In order to conduct a proper evaluation by testing, a target group for testing should be care-fully chosen. Gerard [13] suggests that novice users and expert users finds similar problems, however, novice users tends to find more problems than expert users. Therefore, it could be beneficial to perform user tests using subjects both with and without experience of the existing system in order to reveal as much problems as possible with the new interface.

3.8

Prototyping

Nielsen [30] states that it is desirable to perform usability evaluation on prototypes which can be developed much faster, and at a lower cost, than a final system. A prototype can therefore change a lot during development in consideration to user feedback.
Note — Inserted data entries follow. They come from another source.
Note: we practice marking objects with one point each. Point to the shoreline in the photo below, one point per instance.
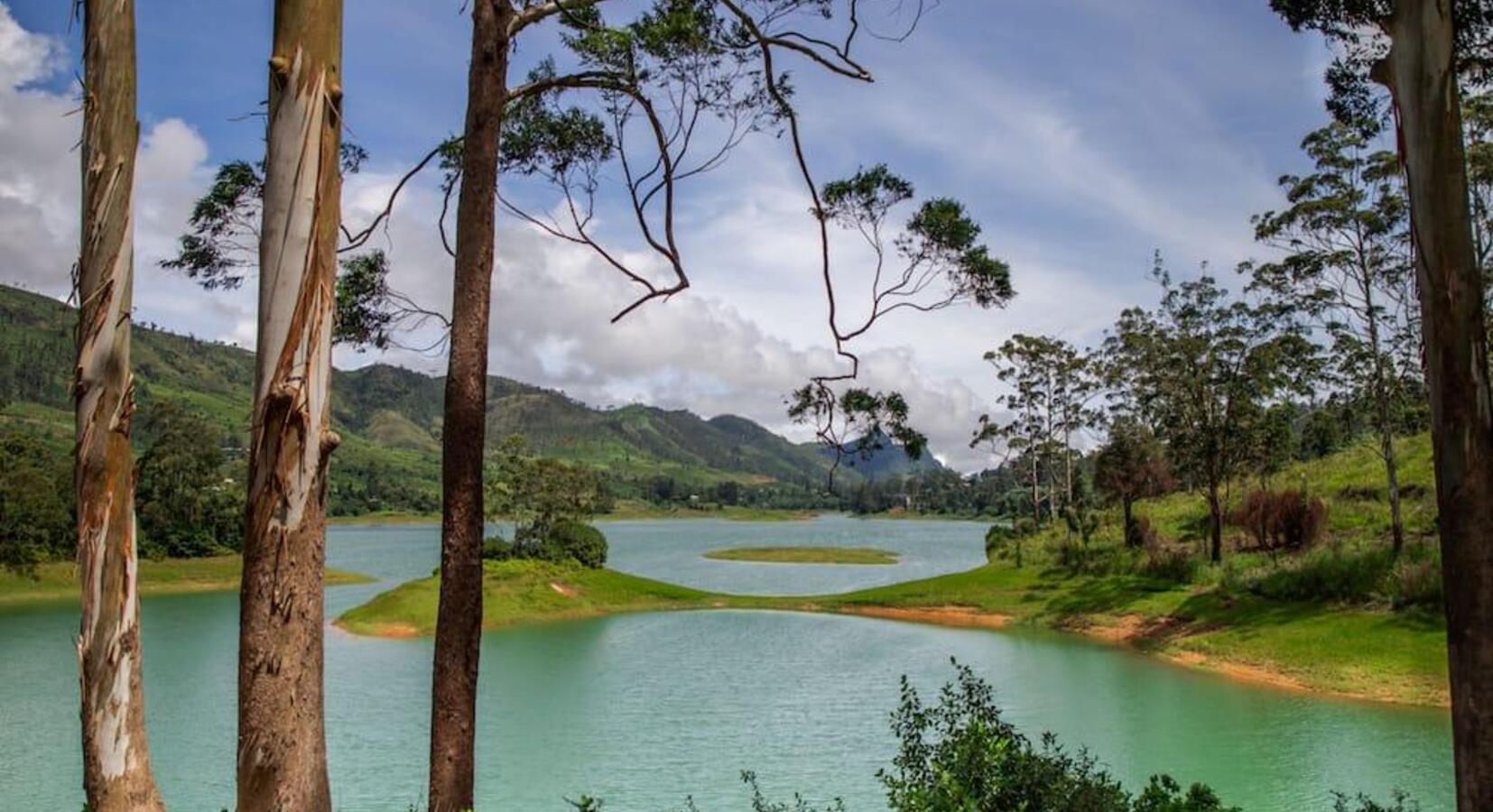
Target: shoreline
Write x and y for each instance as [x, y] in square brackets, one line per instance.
[1164, 638]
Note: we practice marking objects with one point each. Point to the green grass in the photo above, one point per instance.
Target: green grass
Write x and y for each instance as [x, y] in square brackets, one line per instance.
[1216, 622]
[59, 581]
[805, 554]
[524, 591]
[1329, 648]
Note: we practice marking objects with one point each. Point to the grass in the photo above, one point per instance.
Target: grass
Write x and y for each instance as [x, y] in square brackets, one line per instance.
[805, 554]
[1237, 618]
[638, 509]
[1321, 648]
[59, 581]
[524, 591]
Nielsen also describes two types of prototyping, vertical and horizontal prototyping. Vertical prototyping reduces the number of features compared to the full system, meaning that the system will have few but functional functions. Horizontal prototyping means having a lot of features but the functionality of the features will be poor. There are also additional ways of speeding up prototyping, such as: not emphasizing efficiency, accepting poorer code quality, using simplified algorithms and models.

The prototyping design process is inspired by the paper by Buchenau et al. [6], describing "Experience Prototyping". They state that a prototype is useful for identifying issues and design opportunities, additionally, prototypes are created to achieve a representation of a possible complete experience. They propose two interesting questions for prototypes which will be considered when creating the prototype for this thesis. The questions are very relevant to a prototype supposed to replace or complement some existing experience.

• What is the essence of the existing user experience?

• What are essential factors that our design should preserve?

The second part raises an important question, which parts of the existing system should be-have the same (in a positive way) and what can be improved with this new technology? It could be very important for a user of the existing system to feel familiarity in the new proto-type, but observed and interacted with in a new and possibly improved way.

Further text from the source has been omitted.